Weg frei für virtuelle Betriebsratssitzung
1. Das Wichtigste in Kürze
Der Bundesrat hat am 15.05.2020 einer temporäreren Änderung des Betriebsverfassungsgesetzes zugestimmt. Mit dem neu eingeführten § 129 BetrVG ist es nun möglich, Beschlüsse auch über Video- und Telefonkonferenzen zu fassen. Die Regelung gilt rückwirkend ab dem 01.03.2020 und ist bis zum 31.12.2020 befristet.
2. Die Vorschrift im Wortlaut
Der neue § 129 BetrVG lautet wie folgt:
§ 129 Sonderregelungen aus Anlass der COVID-19-Pandemie
(1) Die Teilnahme an Sitzungen des Betriebsrats, Gesamtbetriebsrats, Konzernbetriebsrats, der Jugend- und Auszubildendenvertretung, der Gesamt-Jugend- und Auszubildendenvertretung und der Konzern-Jugend- und Auszubildendenvertretung sowie die Beschlussfassung können mittels Video- und Telefonkonferenz erfolgen, wenn sichergestellt ist, dass Dritte vom Inhalt der Sitzung keine Kenntnis nehmen können. Eine Aufzeichnung ist unzulässig. § 34 Absatz 1 Satz 3 gilt mit der Maßgabe, dass die Teilnehmer ihre Anwesenheit gegenüber dem Vorsitzenden in Textform bestätigen. Gleiches gilt für die von den in Satz 1 genannten Gremien gebildeten Ausschüsse.
(2) Für die Einigungsstelle und den Wirtschaftsausschuss gilt Absatz 1 Satz 1 und 2 entsprechend.
(3) Versammlungen nach den §§ 42, 53 und 71 können mittels audiovisueller Einrichtungen durchgeführt werden, wenn sichergestellt ist, dass nur teilnahmeberechtigte Personen Kenntnis von dem Inhalt der Versammlung nehmen können. Eine Aufzeichnung ist unzulässig.
3. Was regelt die Vorschrift?
§ 129 Abs. 1 und 2 regeln, dass die Teilnahme an Sitzungen sowie Beschlussfassungen in Telefon- und Videokonferenzen für folgende betriebsverfassungsrechtliche Gremien zulässig sind:
- Betriebsrat, Gesamtbetriebsrat und Konzernbetriebsrat
- JAV, Gesamt-JAV und Konzern-JAV
- Wirtschaftsausschuss
- Einigungsstelle
- Ausschusssitzungen
- Betriebs- und Betriebsräteversammlungen sowie Versammlungen der Jugend- und Auszubildendenvertretungen.
Über die Durchführung der Sitzung in Form einer Telefon- oder Videokonferenz entscheidet der Vorsitzende nach pflichtgemäßem Ermessen.

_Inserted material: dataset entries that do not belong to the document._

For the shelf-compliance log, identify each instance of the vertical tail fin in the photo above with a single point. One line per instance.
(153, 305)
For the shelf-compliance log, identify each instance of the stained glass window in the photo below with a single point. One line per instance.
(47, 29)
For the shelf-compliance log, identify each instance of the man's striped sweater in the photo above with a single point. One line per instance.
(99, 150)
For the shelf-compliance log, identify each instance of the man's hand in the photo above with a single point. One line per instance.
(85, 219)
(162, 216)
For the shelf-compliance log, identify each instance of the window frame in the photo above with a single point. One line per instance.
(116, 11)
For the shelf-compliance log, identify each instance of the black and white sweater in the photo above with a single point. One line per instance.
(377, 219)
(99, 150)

Der Vorsitzende hat sein Ermessen davon leiten zu lassen, dass eine Präsenzsitzung der gesetzliche Regelfall ist. Für die Sitzung/Beschlussfassung im Rahmen einer Video- oder Telefonkonferenz bedarf es deswegen immer sachlicher Gründe (wie z.B. öffentlich-rechtliche Kontaktsperren). Darüber hinaus muss der Vorsitzende die Größe des Gremiums berücksichtigen. Je kleiner das Gremium, desto eher wird der Vorsitzende eine Präsenzsitzung durchführen müssen, weil durch die Einhaltung eines ausreichenden Sicherheitsabstandes eine Infizierung vermieden werden kann. Möglich sind auch »gemischte« Sitzungen, bei denen ein Teil der Betriebsratsmitglieder vor Ort anwesend und ein anderer Teil »zugeschaltet« ist, insbesondere weil eine Anreise mit öffentlichen Verkehrsmitteln angesichts der Infektionsgefahren mit dem Corona-Virus nach eigener Einschätzung des Betriebsratsmitglieds nicht zumutbar ist.
Telefonkonferenzen sollten nur das letzte Mittel sein.
Sitzungen und Beschlussfassungen der betriebsverfassungsrechtlichen Gremien dürfen nur dann mittels Video- und Telefonkonferenz erfolgen, wenn sichergestellt ist, dass Dritte vom Inhalt der Sitzung keine Kenntnis nehmen können. Dies kann dadurch gewährleistet werden, dass die an der Sitzung teilnehmenden Mitglieder in einer möglichst abgeschirmten Atmosphäre teilnehmen und Zugangsdaten nur den Mitgliedern zugänglich gemacht werden.
Die Anwesenheit ist dem Vorsitzenden in Textform (z.B. E-Mail) zu bestätigen. Eine Aufzeichnung der Sitzung oder Versammlung ist nicht zulässig.